Sabtu, 08 September 2018

VENEZUELA CASE

"Jika bukan Jokowi yg jd presiden pd 2014, Indonesia mungkin bernasib seperti Venezuela *

Krisis ekonomi yang terjadi di Venezuela semakin membuka mata saya bahwa Jokowi adalah sosok yang tepat menjadi presiden Indonesia di tahun 2014. Jika bukan Jokowi yang jadi presiden, bukan mustahil Indonesia akan mengalami krisis ekonomi yang cukup parah, meskipun tidak separah Venezuela.
Venezuela sebenarnya adalah negara yang kaya.

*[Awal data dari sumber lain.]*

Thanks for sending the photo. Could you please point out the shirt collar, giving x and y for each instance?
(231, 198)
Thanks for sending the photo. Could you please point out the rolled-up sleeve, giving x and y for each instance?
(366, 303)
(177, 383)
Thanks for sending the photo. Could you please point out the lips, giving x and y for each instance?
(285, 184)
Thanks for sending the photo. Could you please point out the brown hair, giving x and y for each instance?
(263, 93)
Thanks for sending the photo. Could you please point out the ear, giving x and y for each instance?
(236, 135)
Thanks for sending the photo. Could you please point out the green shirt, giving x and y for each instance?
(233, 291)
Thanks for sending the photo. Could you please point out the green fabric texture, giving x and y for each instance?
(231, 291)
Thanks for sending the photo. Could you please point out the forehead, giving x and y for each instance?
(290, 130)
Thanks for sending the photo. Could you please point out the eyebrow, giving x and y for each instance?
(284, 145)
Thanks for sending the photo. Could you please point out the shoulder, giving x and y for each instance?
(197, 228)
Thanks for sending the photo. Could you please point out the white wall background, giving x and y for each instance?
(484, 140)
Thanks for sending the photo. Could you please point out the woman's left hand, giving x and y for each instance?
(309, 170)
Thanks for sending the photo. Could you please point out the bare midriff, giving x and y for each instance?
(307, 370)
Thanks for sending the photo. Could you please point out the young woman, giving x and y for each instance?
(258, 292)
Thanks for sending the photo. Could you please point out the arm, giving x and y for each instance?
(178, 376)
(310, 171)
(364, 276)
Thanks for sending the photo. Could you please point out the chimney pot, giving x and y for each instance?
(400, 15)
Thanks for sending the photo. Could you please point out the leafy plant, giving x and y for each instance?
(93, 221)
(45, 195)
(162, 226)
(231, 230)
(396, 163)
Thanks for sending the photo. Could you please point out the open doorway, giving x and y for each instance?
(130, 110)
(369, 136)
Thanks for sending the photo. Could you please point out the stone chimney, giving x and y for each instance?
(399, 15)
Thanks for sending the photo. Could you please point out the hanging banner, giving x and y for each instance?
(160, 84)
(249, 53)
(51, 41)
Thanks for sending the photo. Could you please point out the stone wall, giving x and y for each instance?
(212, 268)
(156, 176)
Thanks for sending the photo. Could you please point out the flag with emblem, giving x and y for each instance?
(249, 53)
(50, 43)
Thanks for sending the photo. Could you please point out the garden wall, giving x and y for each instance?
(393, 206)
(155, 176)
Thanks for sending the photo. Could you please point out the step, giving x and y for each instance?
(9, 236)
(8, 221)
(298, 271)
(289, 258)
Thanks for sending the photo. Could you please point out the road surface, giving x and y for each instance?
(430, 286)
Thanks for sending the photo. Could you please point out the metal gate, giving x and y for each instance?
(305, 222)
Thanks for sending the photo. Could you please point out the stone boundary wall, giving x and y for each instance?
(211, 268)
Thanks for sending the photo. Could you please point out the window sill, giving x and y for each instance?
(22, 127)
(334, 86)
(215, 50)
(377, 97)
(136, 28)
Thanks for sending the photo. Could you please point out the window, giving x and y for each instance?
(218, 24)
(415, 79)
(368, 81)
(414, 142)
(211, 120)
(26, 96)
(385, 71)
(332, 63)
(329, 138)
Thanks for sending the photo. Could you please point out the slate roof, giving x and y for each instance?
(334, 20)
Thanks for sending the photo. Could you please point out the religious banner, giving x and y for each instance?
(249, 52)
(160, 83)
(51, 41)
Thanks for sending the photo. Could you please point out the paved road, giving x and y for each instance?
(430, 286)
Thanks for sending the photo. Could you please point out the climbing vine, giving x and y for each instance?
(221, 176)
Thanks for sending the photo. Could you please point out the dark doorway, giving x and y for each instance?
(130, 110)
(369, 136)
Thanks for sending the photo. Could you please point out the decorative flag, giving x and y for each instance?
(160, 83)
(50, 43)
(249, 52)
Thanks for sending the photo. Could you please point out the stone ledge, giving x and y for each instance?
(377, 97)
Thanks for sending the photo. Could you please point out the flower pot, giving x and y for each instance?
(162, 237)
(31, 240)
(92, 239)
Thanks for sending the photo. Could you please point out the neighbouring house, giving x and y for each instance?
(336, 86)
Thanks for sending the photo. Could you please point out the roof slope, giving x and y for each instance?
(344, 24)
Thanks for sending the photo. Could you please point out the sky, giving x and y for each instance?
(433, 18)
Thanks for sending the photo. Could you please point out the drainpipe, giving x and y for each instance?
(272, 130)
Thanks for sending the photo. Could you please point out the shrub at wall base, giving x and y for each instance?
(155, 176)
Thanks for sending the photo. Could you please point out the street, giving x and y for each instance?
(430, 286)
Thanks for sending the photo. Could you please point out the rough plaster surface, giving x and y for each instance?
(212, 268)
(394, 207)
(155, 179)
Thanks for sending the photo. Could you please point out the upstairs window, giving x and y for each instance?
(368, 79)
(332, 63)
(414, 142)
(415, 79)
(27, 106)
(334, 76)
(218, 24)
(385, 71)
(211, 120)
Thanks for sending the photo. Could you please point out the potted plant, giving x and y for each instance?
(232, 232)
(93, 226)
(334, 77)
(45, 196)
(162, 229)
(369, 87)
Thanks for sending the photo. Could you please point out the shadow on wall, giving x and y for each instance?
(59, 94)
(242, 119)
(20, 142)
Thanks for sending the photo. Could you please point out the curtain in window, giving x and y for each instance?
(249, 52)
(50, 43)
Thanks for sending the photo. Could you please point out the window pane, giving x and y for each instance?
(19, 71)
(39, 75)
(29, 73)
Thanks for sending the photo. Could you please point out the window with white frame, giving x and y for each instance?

Venezuela memiliki cadangan minyak terbesar di dunia. Krisis yang dialami Venezuela ini sebenarnya sudah dimulai sejak tahun 2013, yakni sejak kematian mantan Presiden Venezuela, Hugo Chavez.

Namun di tahun ini, Venezuela berada di ambang kehancurannya karena tingkat inflasi yang sangat tinggi, Semua rakyatnya kesulitan memenuhi kebutuhan hidup mereka.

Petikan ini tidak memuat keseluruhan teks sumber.